Altı ay önce işte bunları yazmışım! Helen kıyafeti giren insanlık vahşi kapitalizm ile uzun soluklu savaşında, böylece kritik bir muharebeyi daha kaybetmiş oldu. Yunanistan, ne pahasına olursa olsun bağımsız bir rota çizebilseydi, sadece insanlığa değil, gezegene düşman olan neoliberal kapitalizme okkalı bir şamar indirmiş olacaktı! Aslında Yunan halkının bu yöndeki iradesine rağmen, hilekâr ve kurnaz finans kapital Truva atı hamlesi ile yine durum üstünlüğünü eline aldı.
Batı bu soruna ekonomik bir perspektifle değil, her zaman olduğu gibi jeopolitik gözlük takarak yaklaştı. Eğer Yunanistan düşseydi, Batı en hassas kanadından ağır bir yara alacaktı. Siyasi ve kültürel kargaşanın yanı sıra hareketlenecek jeopolitik fay hatlarının Avrupa’da uzun sürecek stratejik etkileri olacaktı. Gelişmeler, istese de istemese de Batı’yı taarruz konumundan, savunma pozisyonuna çekecekti. Batı bu riski göze alamazdı, almadı da!
Doğu ise her zaman olduğu gibi konuya yüzeysel, siyasi derinlikten yoksun ve taktiksel bir boyutta yaklaştı. Elde edebileceği jeopolitik derinliği kavrayamadı. Sessiz ve derinden giderek Çipras’ı rahatlatacak ve cesaretlendirecek mali garantiler vermedi, veremedi!
Batı’yı birleştirecek, uyandıracak, harekete geçirecek gereksiz ve zamansız hamleler yaptı. En hassas dönemde Rusya, “Türk Akımı Doğal Gaz Projesinde” Yunanistan’ı merkez ülke yapacak söylemleri dillendirmeye başladı. Tarihi düşmanlar olan Makedonya ve Yunanistan’ın bu projede el sıkışması Batı’yı iyice kaygılandırdı.Akdeniz’deki Çin-Rus ortak deniz tatbikatı tüyleri diken diken etti! Balkanlarda Slav birliği, Ortodoks dayanışması gibi temalar ortaya çıkınca, Batı bütün gücü ile yüklenerek Yunanistan’ı hizaya soktu.

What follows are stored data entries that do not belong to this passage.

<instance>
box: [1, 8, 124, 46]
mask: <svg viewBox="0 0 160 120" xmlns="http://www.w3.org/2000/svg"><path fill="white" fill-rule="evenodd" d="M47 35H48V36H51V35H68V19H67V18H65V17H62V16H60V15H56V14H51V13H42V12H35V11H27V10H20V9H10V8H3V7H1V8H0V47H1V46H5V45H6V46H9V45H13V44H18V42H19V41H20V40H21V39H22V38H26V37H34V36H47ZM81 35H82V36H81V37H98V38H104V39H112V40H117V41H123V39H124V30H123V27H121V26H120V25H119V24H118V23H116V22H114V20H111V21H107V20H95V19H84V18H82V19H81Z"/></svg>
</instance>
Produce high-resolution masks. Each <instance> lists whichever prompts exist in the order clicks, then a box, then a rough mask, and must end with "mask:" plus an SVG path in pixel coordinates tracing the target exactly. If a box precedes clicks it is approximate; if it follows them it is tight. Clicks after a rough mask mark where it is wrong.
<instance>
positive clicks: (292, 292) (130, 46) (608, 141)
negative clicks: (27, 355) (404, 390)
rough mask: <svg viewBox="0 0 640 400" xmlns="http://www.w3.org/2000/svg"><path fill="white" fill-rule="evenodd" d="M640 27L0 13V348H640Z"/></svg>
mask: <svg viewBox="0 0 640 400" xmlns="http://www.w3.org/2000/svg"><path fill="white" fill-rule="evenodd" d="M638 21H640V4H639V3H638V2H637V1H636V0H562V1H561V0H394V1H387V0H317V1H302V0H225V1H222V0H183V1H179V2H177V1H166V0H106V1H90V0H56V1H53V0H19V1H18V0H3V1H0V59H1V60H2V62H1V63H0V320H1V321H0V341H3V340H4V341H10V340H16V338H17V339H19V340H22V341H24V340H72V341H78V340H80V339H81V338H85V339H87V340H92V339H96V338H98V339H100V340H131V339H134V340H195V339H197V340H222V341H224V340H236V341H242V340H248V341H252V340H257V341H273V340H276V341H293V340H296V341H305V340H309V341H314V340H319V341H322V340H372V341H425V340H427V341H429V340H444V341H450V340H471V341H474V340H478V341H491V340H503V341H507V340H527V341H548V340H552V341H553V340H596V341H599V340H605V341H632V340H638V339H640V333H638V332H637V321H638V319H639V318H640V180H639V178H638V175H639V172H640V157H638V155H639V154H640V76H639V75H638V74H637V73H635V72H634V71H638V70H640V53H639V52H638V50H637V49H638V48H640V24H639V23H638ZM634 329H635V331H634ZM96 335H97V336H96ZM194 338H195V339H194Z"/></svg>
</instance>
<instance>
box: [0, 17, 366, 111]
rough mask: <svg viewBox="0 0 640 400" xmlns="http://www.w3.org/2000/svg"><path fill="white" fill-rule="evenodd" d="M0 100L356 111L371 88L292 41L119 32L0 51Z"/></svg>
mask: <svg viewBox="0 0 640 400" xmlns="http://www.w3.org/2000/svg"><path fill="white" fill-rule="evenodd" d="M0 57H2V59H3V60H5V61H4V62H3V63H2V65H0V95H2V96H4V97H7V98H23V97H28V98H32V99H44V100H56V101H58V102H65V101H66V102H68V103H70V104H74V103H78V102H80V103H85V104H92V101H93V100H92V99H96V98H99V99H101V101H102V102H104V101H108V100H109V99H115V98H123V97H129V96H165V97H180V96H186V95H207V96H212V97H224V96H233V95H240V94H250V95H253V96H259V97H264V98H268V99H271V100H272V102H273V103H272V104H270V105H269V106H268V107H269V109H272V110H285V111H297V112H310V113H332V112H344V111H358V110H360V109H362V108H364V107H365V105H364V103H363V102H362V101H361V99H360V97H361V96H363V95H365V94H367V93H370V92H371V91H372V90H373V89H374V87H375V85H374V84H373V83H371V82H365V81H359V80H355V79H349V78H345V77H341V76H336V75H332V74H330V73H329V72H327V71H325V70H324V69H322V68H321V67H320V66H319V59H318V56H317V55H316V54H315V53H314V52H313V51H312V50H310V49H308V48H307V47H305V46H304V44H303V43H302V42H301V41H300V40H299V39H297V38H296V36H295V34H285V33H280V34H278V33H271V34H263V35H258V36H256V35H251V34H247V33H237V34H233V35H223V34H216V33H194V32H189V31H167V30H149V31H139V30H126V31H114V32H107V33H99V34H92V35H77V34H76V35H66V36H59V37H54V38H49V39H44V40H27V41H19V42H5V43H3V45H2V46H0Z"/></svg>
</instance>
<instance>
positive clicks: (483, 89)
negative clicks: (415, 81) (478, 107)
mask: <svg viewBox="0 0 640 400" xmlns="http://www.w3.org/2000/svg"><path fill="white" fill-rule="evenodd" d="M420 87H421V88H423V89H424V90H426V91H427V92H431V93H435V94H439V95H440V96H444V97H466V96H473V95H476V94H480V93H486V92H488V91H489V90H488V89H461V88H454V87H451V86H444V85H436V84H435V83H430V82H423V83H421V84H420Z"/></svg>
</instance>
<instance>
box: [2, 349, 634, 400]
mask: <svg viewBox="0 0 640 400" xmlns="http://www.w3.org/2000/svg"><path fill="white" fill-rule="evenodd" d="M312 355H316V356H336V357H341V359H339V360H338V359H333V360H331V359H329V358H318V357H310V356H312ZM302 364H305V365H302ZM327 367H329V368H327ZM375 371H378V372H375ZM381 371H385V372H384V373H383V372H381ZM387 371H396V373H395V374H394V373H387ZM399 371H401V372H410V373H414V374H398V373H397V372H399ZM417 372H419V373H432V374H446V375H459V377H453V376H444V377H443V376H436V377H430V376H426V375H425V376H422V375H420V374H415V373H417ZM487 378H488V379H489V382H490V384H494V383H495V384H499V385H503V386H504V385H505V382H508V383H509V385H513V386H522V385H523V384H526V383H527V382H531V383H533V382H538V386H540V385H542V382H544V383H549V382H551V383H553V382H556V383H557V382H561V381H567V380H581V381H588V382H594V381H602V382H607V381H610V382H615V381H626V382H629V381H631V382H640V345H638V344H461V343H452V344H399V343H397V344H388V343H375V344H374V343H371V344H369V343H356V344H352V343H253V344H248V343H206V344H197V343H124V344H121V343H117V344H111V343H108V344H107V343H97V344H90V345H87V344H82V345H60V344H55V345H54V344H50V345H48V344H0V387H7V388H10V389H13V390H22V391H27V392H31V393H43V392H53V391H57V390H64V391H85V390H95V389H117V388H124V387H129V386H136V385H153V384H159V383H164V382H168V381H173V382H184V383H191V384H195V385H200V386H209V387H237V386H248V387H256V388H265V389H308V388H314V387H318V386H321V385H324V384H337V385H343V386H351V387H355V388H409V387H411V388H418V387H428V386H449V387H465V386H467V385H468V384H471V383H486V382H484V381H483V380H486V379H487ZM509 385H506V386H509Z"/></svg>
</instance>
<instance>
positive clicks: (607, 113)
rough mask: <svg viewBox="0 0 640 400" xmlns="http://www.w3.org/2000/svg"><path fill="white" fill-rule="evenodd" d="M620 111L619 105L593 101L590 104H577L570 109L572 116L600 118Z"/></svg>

Nereden bakarsanız bakın, finans kapital ve silah sanayinin dikte ettiği ekonomik düzen, artık doğal olarak beslenemiyor. Birçok ülkeye serum takılıyor. Hem ülkelerin içinde hem de ülkeler arasındaki zengin-fakir makası giderek açıklıyor… Nereye kadar!